Well, we didn’t get our first public face-off between State Treasurer Beth Pearce and the public sector unions on Thursday. But we did get a better sense of Pearce’s argument for cutting benefits in the face of growing unfunded liabilities in the state’s pension funds.

The Senate Government Operations Committee had set aside an hour and 45 minutes to hear from Pearce and the teachers’ and state employees’ unions. But Pearce’s presentation lasted almost an hour and a half. At that point, GovOps chair Jeanette White declared that there was “no time today to hear from the unions.” They’ll be back in the virtual witness chair as soon as next week.

That should be interesting. The unions haven’t exactly welcomed pension cuts in their public reactions, but they’d be well advised to come to the committee with some ideas of their own. Because the state of the pension funds — especially the teachers’ fund — is not good.

(Pearce’s PowerPoint presentation to the committee, and her full report on the state of the pensions, can be found on the GovOps website.)
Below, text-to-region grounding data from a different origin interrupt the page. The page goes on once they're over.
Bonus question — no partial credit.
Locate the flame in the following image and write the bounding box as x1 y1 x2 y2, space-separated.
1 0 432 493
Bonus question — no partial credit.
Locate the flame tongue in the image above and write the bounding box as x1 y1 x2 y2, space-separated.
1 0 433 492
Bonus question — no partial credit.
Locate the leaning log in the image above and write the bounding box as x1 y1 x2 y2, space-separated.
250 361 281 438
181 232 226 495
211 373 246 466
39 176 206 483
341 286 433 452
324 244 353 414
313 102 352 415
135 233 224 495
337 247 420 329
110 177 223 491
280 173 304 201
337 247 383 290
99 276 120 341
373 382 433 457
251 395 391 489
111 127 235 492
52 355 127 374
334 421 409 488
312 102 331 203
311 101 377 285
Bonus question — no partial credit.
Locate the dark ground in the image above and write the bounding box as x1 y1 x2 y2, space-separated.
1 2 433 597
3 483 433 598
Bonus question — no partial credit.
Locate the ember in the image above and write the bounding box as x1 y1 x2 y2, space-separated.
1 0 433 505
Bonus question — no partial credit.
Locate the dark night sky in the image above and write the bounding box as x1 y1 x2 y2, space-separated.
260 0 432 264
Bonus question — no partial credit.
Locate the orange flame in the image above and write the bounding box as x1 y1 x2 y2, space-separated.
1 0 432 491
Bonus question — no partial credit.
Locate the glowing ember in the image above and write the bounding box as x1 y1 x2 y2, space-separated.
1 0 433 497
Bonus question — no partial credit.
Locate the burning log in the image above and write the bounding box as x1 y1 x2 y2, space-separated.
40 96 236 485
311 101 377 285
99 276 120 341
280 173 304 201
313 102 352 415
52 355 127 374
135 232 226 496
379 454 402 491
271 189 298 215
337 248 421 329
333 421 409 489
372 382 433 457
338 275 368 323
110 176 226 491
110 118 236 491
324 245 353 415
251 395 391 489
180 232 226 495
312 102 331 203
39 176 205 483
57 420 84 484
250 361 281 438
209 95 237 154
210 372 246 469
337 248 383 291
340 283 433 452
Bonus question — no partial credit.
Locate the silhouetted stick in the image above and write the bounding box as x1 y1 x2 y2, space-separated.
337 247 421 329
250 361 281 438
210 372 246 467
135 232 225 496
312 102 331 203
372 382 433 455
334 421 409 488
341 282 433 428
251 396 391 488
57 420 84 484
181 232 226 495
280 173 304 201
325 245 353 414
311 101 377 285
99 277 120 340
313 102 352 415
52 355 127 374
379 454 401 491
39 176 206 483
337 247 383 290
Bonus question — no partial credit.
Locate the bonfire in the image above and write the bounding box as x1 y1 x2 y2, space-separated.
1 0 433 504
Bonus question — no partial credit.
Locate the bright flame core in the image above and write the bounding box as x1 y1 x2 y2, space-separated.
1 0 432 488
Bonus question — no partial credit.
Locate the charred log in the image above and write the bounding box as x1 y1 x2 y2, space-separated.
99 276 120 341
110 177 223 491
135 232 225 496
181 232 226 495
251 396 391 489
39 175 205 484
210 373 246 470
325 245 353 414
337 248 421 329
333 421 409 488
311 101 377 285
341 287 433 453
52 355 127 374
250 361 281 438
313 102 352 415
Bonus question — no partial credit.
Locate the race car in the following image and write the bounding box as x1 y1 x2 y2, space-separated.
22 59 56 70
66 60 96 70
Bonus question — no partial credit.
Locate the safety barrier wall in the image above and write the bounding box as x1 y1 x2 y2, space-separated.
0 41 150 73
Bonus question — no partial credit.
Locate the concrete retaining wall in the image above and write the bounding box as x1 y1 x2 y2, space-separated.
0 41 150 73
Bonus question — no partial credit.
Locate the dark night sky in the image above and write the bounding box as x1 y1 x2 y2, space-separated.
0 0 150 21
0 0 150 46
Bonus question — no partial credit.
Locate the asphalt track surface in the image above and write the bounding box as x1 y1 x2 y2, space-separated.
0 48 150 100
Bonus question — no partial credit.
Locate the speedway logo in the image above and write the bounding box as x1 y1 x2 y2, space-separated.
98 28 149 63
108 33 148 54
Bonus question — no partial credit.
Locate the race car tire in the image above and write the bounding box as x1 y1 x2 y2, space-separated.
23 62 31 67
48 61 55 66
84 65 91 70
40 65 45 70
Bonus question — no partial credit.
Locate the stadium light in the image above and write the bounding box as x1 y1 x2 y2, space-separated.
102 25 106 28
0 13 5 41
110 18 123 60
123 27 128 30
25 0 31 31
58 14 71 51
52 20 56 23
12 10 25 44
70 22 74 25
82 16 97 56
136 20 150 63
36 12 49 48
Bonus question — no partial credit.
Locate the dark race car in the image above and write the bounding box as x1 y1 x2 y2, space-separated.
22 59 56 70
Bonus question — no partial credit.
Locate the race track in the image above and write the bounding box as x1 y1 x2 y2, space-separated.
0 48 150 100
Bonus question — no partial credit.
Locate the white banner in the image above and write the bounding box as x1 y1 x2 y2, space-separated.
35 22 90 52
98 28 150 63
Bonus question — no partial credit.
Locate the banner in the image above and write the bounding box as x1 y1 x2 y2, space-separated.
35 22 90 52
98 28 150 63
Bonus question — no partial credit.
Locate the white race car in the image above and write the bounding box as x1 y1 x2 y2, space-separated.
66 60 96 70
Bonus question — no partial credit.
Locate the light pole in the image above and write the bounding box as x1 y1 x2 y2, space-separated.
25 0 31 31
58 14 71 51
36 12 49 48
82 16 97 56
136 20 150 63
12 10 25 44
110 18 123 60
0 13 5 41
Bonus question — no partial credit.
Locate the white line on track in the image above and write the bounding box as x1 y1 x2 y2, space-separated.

And the unions ought to be prepared for this. According to Pearce, she’s been meeting with them “at least weekly since mid-December” to discuss what to do. She also held virtual town meetings with roughly 1,000 members of the Vermont-National Education Association and around 350 members of the Vermont State Employees Association. She told the committee she wanted the unions to be involved throughout the process.